Discussion in 'Recording' started by Sean G, Jan 31, 2016.

  1. Sean G

    Sean G Well-Known Member

    The title says it all really...

  2. thatjeffguy

    thatjeffguy Active Member

    Excellent article... thanks for posting this!
  3. Sean G

    Sean G Well-Known Member

    I'm glad you found it informative Jeff @thatjeffguy

    This co-incides with what I think Bos @Boswell stated in another thread here on sampling rates.

    Sometimes its hard to get your head around this topic but I found this helped clarify some of the questions I had so I thought I'd share it with those that may not have read it already.

    I also found the white paper by Dan Lavry referenced and linked in this article a very interesting read indeed.

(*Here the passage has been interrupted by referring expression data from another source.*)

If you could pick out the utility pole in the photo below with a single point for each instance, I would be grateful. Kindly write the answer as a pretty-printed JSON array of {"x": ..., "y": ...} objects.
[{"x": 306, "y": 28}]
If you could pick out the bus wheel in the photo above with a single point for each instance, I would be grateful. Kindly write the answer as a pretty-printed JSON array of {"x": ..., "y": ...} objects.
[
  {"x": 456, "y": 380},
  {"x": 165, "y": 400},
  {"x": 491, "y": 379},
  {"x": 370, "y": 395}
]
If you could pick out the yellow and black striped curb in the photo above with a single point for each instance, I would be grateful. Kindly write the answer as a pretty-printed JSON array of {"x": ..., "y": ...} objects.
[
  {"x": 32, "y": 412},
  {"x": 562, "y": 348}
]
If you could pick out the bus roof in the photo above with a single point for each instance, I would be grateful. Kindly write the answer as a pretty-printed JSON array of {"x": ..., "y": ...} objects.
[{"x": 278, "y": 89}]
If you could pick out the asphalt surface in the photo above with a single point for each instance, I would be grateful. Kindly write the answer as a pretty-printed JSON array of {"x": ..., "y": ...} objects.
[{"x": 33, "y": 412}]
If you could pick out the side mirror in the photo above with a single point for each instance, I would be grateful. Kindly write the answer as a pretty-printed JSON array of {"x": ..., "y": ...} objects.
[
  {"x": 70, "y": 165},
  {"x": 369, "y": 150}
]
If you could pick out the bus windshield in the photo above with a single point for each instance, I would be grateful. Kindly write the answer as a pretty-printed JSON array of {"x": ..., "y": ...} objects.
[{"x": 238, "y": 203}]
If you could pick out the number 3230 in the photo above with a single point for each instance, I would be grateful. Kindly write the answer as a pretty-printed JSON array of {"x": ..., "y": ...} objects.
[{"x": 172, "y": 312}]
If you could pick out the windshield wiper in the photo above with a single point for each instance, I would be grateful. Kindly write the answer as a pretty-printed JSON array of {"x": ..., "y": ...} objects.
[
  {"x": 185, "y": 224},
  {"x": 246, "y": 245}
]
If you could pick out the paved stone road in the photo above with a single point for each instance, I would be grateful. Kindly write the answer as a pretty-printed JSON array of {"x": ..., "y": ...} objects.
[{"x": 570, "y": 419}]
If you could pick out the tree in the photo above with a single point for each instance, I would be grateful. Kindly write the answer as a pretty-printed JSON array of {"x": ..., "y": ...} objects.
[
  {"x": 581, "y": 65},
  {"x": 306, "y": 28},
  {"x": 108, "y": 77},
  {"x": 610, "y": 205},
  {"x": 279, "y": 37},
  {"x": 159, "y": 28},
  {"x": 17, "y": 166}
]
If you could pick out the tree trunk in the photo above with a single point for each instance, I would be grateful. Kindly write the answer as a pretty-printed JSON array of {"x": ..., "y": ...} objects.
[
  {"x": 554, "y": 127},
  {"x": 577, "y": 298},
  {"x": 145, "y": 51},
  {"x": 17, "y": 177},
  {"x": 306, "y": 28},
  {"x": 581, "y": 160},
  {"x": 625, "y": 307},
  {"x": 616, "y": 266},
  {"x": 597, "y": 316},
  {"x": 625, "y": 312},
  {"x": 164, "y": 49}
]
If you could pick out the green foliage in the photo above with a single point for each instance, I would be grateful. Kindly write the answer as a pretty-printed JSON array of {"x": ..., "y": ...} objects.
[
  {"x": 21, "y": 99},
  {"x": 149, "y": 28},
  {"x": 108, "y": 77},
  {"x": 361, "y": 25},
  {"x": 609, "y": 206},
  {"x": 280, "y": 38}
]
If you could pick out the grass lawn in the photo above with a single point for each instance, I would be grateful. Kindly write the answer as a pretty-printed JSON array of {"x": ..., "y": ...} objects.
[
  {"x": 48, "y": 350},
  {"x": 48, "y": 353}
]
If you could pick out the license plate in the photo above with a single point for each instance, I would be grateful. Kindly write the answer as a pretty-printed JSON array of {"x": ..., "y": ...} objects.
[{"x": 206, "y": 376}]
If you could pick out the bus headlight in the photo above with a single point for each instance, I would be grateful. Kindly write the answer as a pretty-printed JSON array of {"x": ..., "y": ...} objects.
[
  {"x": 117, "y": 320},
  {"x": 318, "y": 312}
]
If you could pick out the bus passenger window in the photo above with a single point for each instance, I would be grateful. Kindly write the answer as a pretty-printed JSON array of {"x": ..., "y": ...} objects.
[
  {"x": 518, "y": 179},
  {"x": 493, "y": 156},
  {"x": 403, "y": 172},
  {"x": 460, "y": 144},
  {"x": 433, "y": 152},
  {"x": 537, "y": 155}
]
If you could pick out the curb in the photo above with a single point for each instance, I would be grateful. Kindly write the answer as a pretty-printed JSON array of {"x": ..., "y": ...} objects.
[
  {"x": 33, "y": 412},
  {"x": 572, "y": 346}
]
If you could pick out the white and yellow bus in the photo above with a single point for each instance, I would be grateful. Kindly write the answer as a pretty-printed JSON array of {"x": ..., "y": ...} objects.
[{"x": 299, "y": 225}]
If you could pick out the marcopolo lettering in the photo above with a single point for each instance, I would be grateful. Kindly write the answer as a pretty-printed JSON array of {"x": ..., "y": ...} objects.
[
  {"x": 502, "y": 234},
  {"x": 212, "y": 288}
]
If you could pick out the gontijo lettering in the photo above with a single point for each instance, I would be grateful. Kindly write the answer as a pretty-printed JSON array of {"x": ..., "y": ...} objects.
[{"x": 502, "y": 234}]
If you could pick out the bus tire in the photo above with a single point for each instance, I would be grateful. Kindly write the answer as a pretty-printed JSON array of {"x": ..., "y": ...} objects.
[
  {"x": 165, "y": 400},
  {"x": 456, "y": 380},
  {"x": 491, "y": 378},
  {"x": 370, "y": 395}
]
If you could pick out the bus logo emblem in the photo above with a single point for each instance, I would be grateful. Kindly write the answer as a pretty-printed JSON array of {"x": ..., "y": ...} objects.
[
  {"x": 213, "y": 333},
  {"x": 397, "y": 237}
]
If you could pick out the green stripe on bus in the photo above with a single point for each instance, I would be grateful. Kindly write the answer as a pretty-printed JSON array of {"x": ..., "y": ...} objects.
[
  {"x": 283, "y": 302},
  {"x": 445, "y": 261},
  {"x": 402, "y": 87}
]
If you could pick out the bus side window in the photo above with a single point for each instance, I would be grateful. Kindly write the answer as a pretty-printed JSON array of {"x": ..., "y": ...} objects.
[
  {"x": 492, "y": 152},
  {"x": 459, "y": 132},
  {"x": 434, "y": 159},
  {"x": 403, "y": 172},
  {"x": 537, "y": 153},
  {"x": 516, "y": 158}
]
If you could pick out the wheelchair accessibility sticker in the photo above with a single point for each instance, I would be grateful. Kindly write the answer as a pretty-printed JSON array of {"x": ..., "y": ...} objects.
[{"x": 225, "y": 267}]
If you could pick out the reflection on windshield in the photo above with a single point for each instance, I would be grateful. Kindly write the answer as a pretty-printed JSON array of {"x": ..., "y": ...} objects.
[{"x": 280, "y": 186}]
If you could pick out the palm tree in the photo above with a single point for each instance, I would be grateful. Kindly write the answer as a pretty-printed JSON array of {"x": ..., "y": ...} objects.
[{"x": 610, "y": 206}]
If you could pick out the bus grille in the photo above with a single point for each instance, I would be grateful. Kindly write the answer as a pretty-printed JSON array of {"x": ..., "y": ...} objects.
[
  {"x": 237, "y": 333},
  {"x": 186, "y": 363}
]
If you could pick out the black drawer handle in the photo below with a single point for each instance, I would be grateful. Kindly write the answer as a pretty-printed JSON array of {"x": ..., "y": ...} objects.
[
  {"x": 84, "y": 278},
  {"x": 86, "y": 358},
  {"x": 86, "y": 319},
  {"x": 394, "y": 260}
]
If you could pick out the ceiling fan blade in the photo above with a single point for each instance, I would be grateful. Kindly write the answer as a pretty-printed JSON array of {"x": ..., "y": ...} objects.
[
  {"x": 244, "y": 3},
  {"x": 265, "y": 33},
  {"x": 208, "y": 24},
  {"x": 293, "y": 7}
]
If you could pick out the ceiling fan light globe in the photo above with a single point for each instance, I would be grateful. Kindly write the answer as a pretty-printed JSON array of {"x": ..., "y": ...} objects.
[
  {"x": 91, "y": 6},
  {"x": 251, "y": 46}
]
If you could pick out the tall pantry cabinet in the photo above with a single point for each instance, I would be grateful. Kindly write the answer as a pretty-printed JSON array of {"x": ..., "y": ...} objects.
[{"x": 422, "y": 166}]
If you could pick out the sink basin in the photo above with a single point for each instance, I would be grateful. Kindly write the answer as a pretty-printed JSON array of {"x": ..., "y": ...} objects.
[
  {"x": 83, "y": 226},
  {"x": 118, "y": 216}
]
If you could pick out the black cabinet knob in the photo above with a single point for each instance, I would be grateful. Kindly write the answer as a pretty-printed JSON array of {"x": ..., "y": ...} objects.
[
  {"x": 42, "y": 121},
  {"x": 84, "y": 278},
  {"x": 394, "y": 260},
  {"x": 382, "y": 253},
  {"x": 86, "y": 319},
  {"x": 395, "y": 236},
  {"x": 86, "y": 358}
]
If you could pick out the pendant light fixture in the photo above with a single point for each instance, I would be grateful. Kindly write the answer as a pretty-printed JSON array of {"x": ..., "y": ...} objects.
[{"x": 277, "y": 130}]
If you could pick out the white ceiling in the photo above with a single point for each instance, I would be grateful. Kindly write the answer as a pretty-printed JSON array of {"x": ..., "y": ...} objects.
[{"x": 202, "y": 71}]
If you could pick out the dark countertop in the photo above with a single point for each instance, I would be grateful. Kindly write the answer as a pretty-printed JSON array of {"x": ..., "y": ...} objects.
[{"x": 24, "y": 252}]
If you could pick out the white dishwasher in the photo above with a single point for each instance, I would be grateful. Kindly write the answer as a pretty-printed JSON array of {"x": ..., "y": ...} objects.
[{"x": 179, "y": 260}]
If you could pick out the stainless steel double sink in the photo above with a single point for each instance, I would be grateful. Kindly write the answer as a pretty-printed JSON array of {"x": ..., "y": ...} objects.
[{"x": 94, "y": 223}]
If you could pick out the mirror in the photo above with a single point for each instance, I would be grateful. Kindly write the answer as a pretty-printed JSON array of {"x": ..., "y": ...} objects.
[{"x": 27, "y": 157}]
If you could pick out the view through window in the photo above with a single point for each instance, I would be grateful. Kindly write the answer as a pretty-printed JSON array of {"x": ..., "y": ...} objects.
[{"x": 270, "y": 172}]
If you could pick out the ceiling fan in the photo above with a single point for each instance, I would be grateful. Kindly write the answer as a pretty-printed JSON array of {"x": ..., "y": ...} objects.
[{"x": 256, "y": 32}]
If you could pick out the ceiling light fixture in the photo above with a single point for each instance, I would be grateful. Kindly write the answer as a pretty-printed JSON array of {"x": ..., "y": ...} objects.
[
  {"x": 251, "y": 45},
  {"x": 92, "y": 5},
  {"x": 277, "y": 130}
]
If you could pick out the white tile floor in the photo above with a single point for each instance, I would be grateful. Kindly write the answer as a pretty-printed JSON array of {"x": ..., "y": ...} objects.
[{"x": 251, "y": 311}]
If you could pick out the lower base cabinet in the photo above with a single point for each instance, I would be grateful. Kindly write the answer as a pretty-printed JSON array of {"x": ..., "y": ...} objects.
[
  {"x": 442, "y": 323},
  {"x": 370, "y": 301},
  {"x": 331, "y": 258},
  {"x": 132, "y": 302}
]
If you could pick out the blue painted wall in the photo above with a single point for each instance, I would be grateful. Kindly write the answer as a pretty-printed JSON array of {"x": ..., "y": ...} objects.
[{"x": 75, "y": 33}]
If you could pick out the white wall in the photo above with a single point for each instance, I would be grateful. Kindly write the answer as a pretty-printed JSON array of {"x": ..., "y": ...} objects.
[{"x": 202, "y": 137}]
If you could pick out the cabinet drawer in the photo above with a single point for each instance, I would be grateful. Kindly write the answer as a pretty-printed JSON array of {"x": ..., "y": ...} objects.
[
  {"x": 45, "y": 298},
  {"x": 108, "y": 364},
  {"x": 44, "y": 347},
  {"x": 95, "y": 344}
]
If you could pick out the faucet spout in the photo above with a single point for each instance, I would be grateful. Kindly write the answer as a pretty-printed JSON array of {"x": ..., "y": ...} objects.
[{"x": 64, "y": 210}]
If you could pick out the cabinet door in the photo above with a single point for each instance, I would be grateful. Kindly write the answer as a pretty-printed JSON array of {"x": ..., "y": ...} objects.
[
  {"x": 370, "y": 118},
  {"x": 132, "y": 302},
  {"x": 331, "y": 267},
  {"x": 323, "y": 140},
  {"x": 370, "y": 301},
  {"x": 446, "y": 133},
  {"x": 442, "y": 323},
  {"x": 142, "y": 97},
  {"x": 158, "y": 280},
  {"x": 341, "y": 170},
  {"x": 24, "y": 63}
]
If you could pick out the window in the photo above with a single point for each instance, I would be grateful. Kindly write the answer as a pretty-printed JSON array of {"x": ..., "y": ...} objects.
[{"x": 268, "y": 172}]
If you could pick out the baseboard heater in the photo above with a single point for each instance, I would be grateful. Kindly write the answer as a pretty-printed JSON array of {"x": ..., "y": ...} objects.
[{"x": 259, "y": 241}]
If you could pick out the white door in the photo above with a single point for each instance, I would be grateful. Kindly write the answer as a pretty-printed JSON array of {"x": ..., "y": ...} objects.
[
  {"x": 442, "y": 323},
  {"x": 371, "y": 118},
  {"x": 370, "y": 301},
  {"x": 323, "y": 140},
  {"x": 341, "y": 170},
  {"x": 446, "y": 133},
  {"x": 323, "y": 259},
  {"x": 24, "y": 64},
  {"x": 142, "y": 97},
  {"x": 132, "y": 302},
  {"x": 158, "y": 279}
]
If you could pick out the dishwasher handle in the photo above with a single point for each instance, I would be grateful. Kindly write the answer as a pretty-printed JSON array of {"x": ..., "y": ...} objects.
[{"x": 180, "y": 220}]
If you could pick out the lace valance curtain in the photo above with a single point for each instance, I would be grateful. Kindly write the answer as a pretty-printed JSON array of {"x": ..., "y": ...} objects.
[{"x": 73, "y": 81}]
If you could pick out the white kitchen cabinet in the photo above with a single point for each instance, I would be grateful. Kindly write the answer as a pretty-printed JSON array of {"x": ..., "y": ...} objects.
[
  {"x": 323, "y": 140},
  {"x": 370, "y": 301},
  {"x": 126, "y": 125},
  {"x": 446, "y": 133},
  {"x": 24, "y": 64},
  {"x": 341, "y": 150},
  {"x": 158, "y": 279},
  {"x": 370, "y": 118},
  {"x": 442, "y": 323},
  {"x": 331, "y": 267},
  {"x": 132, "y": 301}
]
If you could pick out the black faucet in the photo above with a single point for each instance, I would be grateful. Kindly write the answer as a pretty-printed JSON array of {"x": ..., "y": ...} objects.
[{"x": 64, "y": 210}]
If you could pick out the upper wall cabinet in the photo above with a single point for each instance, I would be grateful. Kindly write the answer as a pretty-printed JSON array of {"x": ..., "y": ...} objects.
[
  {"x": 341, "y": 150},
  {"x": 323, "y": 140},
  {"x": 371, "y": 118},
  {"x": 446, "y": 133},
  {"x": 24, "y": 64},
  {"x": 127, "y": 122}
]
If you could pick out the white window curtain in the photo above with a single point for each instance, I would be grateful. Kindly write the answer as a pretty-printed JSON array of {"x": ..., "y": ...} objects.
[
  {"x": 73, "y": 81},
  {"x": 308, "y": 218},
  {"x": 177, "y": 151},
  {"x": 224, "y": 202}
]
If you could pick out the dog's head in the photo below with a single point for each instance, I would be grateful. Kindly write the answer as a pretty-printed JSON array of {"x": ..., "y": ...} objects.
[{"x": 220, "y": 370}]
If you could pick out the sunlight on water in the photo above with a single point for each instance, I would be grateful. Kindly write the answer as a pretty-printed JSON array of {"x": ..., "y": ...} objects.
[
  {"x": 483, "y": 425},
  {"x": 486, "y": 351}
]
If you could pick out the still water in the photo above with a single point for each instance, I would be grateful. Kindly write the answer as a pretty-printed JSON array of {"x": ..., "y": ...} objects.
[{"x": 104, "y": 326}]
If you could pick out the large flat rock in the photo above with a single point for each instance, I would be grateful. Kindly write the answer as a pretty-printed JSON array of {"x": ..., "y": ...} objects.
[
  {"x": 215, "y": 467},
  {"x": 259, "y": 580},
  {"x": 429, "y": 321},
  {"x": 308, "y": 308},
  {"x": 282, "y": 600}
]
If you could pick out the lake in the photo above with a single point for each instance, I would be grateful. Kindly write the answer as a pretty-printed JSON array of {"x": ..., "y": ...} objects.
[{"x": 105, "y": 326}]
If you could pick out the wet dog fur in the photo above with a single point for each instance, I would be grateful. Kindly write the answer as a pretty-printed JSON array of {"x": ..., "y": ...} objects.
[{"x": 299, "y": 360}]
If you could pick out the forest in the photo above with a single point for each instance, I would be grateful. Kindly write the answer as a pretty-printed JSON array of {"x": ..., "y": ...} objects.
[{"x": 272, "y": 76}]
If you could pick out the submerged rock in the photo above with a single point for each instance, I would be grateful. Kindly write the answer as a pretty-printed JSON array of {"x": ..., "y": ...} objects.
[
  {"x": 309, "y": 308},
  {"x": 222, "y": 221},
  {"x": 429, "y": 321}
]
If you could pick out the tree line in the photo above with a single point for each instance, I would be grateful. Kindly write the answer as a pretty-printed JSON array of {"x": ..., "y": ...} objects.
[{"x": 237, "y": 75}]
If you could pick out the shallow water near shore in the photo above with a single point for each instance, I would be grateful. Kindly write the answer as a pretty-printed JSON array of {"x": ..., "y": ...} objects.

    That can be found here http://www.lavryengineering.com/pdfs/lavry-white-paper-the_optimal_sample_rate_for_quality_audio.pdf

    More information can be found below

    Sampling, Oversampling, Imaging and Aliasing - A Basic Tutorial by Dan Lavry http://lavryengineering.com/pdfs/lavry-sampling-oversampling-imaging-aliasing.pdf

    There is also this white paper by Dan Lavry on sampling theory for audio here http://lavryengineering.com/pdfs/lavry-sampling-theory.pdf
  4. thatjeffguy

    thatjeffguy Active Member

    Many years ago I came across a white paper about Nyquist Theorem. It was very thorough and complex, especially the mathematical formulas. But I got the gist of it all, that it was possible to EXACTLY duplicate the sound wave as long as the frequency was less than one-half the sample rate. It didn't say "approximate", Nyquist's theorem proved the wave could be exactly replicated using just two or more data points. (Assuming a limited bandwidth signal).
    This was enough for me to resist the hype surrounding higher sample rates. I have stuck to 44.1 for nearly everything, the exception being I go to 48 for recordings that will go to video.
    Since the mathematical basis for conversion is based on Nyquist's work, it makes me wonder if the quality difference between various converters isn't due strictly due to filter design & component quality? Or have manufacturers experimented with variations on Nyquist's formula?
    Anyway, a very interesting topic, and very important concepts that every engineer should have a grasp on.
  5. Boswell

    Boswell Moderator Distinguished Member

    Thanks for linking that article, Sean. It's an interesting read, but there are some inconsistencies and omissions that serve to dilute its authority.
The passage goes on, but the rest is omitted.